When a client says, “I am only looking for digital ideas from your agency,” what does that even mean these days? When Levis puts a video up on YouTube and it gets 3MM views, is that a digital idea? When T-Mobile films hundreds of people singing “Hey Jude” in Trafalgar square and distributes it on the Web, is that a digital idea? When McDonalds includes a SMS link in a billboard that gives you a code for a free Shamrock Shake, is that a digital idea?

What I have grown to learn over the years is that they definition of digital is every-changing. Every new idea is considered “digital.” In the early days, that meant CD-ROM, interactive TV, websites and the online advertising. As new, technology-driven, ways to connect with consumers emerged, they were added to the “digital” list. They included search, mobile, in-game advertising, digital outdoor, kiosks, installations, viral, social media, etc. etc.

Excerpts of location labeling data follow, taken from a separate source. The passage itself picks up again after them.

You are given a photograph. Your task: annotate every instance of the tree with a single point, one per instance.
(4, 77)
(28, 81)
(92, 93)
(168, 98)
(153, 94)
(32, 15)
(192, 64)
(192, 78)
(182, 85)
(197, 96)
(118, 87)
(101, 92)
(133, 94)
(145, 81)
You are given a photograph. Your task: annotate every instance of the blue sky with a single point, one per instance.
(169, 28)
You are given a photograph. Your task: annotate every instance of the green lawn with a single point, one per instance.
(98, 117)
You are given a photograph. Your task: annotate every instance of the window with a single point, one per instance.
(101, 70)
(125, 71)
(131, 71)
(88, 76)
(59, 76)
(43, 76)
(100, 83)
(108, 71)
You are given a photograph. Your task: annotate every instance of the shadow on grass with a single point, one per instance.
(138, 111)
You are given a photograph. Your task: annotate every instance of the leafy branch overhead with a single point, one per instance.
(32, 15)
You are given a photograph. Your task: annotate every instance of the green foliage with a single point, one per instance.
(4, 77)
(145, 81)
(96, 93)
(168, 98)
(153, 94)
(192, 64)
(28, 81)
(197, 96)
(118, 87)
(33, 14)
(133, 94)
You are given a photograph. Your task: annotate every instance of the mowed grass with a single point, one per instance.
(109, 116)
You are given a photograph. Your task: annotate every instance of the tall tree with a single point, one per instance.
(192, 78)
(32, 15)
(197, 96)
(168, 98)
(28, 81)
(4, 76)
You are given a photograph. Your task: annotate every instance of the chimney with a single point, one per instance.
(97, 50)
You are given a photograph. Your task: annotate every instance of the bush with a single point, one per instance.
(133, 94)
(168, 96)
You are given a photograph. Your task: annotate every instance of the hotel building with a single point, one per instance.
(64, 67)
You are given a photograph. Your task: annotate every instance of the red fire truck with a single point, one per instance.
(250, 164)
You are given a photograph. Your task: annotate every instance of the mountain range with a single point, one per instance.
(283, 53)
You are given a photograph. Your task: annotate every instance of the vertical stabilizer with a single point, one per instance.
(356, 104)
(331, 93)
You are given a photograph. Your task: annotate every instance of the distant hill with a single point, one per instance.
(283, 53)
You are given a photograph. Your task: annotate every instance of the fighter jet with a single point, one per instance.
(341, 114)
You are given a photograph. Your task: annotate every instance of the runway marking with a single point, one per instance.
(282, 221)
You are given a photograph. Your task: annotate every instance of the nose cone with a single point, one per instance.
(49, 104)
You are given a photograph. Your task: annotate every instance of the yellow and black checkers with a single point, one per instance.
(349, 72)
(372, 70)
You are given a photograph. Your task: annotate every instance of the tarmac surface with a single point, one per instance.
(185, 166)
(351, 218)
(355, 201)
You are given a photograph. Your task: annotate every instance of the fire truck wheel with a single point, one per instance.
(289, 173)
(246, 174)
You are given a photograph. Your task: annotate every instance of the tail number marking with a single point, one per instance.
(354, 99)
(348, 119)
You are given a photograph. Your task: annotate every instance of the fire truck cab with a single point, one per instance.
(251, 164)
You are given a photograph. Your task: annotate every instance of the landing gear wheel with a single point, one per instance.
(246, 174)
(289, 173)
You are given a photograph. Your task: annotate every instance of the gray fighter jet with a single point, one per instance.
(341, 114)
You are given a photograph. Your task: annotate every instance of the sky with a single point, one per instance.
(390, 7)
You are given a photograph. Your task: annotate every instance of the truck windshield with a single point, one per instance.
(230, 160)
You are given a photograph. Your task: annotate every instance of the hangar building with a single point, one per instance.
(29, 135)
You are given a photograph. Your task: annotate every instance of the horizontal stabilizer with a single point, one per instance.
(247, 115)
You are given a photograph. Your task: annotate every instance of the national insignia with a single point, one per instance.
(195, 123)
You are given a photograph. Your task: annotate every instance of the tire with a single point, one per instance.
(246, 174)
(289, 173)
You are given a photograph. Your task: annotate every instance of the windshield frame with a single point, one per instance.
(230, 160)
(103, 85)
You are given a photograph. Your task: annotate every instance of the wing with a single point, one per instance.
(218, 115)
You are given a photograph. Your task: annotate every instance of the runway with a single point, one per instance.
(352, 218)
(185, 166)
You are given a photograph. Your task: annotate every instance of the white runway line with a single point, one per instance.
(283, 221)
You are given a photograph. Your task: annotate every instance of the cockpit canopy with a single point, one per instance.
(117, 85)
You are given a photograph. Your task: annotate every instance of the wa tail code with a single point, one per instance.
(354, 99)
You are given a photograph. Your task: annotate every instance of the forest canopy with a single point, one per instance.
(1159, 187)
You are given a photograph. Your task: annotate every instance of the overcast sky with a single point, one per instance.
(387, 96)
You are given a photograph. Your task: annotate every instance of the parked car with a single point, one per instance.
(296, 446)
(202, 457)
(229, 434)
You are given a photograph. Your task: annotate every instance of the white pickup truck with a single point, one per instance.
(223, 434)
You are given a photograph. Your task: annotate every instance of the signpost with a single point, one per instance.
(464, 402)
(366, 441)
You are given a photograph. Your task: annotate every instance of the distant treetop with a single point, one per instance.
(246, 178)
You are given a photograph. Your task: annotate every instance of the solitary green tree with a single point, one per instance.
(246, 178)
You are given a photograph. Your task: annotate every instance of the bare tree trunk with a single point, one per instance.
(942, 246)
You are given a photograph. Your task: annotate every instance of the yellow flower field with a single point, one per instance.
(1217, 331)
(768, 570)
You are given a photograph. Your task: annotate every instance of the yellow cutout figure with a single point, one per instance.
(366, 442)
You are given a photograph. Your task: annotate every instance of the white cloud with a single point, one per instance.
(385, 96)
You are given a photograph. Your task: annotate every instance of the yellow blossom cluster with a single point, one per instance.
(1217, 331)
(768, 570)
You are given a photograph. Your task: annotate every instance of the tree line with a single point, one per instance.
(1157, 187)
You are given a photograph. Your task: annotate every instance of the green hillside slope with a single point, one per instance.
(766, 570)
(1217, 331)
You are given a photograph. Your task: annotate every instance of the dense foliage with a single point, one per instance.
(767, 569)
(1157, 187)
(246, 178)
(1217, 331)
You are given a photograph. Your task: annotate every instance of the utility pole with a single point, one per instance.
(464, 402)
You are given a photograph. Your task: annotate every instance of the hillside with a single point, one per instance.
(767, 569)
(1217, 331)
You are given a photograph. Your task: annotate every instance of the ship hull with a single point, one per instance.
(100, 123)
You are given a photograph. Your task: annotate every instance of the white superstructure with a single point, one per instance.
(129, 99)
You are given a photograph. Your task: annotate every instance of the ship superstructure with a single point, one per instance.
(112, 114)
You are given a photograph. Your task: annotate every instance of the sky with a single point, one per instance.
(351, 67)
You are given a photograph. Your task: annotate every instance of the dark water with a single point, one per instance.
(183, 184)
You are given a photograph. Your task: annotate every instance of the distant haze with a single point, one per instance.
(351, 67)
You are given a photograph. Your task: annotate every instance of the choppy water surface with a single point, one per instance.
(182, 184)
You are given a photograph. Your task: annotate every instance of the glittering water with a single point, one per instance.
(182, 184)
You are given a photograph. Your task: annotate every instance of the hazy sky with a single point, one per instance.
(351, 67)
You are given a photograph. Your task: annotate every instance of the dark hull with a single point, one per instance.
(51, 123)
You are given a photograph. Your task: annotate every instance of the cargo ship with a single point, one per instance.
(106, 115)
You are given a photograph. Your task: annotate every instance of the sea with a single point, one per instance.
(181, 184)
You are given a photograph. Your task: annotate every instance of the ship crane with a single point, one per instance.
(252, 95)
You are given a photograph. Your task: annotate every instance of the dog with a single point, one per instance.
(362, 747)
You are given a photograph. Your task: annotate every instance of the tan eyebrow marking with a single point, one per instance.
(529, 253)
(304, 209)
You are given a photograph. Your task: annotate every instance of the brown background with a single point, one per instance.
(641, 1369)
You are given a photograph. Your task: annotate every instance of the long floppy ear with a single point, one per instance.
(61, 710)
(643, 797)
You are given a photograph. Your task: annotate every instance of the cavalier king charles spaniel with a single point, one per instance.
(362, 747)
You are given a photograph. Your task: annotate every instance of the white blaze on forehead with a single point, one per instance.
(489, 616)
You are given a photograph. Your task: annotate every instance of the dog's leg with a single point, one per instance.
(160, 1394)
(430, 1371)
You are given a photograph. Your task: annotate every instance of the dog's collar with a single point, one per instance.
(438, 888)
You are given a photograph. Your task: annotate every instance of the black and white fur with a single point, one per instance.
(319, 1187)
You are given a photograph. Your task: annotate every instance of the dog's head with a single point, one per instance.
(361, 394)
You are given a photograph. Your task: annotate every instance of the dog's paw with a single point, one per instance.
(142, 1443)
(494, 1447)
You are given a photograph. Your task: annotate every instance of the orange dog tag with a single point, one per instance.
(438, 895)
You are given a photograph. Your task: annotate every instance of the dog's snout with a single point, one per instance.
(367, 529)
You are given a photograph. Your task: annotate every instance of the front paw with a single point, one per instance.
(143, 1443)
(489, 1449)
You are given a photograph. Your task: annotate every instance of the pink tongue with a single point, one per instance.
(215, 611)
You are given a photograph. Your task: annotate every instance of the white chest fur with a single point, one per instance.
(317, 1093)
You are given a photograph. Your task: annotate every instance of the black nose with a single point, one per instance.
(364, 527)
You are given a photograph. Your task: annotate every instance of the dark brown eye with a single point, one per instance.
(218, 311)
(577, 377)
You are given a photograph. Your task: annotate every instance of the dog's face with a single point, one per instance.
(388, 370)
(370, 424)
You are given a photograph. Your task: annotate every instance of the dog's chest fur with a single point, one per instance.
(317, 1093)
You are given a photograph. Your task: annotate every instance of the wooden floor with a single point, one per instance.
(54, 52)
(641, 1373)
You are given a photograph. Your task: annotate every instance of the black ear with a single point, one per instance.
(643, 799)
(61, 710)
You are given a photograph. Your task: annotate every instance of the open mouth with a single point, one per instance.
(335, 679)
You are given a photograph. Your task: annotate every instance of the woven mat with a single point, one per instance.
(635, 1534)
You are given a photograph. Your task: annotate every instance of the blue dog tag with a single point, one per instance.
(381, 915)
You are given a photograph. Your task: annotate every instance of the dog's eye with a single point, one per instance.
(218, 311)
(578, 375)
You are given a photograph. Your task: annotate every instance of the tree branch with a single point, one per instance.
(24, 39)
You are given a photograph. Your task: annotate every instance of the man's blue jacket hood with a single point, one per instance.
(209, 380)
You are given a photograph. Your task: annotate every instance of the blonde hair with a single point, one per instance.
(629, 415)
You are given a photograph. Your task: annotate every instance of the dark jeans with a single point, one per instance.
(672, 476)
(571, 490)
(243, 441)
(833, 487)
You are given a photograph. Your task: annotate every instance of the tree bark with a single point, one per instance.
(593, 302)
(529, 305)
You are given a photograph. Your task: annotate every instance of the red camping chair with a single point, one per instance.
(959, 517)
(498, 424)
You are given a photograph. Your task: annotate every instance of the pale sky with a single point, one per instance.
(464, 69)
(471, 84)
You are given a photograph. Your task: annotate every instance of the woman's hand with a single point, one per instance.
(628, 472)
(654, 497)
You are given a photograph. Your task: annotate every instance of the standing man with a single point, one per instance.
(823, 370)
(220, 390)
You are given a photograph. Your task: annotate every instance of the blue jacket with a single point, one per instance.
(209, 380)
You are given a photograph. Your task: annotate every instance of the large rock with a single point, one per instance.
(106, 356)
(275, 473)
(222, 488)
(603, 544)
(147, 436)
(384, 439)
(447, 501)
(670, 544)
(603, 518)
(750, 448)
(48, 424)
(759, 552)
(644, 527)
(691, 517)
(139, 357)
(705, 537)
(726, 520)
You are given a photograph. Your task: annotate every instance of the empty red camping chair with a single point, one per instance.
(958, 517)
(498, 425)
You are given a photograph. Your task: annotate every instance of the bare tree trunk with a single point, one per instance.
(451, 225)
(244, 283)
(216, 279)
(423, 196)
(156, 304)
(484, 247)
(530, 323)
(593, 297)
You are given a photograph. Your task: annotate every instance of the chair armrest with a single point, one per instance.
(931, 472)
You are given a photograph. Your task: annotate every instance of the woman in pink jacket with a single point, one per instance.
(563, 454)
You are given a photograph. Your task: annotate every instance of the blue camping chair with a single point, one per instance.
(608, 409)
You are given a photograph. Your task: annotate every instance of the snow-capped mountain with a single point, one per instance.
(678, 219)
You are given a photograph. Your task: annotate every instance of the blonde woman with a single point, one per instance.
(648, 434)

It has become much easier to define “traditional.” Print, broadcast and outdoor are never-changing and forever stuck in time. This doesn’t mean that they aren’t perfect elements to a campaign, it just means that there definition will not evolve. It is almost easier today to define digital as everything traditional isn’t.

But, let’s face it, none of these labels matter. Consumers don’t see a difference between digital and traditional, they are simply living their lives the only way they know how. They snack. They browse. They sample. They move effortlessly between digital and traditional mediums and don’t look back. This is precisely why the best ideas out there don’t begin and end in a single medium. They mix media and use the right platforms to tell an engaging story that connects with consumers.

By asking for “just a digital idea,” we are artificially limiting the potential of a great idea.